心臓が、耳のすぐそばでうるさいくらいに鐘を鳴らしている。
「全然いいよ?」と無邪気に笑うすみれの顔が眩しい。
(……まじか。こんなにあっさり決まるなんて)
誘うだけで心臓が破裂しそうだったのに、彼女は俺の意図を完全に先回りしていた。
しかも、断る選択肢なんて最初からなかったみたいに当たり前のこととして受け入れている。
「あ、ありがと。じゃあ、当日は……」
「あ、でも待って」
すみれが人差し指を立てて、いたずらっぽく笑った。
「あんた、まさか私服で来ないよね? せっかくの花火大会なんだから、ちょっとは気合い入れなさいよ?」
「う、うるさいな。一応これでも考えてるよ」
「ふーん? じゃあ楽しみにしてる。

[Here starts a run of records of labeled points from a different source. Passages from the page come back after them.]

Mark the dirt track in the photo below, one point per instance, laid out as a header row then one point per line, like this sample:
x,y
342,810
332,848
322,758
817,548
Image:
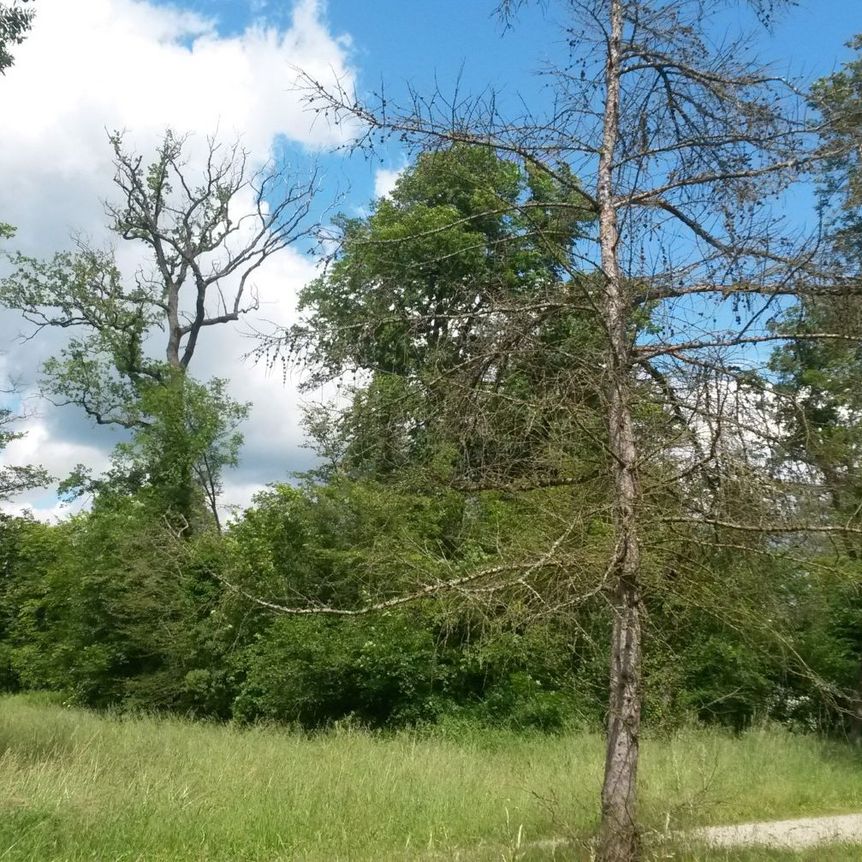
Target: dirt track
x,y
785,834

あ、待ち合わせは夕方のコンビニ前でいい?」
「遅れるなよ?」
「遅れるわけないじゃん! 楽しみ。」
そう言って手を振るすみれの背中を見送りながら、俺は深く息を吐き出した。
その次の週の花火大会、すみれは来なかった。
鳴り響く花火の爆音。
周りの幸せそうな歓声。
握りしめたままのスマホ。
既読すらつかない連絡。
ぽつんと一人で突っ立っている自分。
寂しさ、怒り、心配が混ざったぐちゃぐちゃな感情を心の奥にしまって、俺はひとりで花火を見上げた。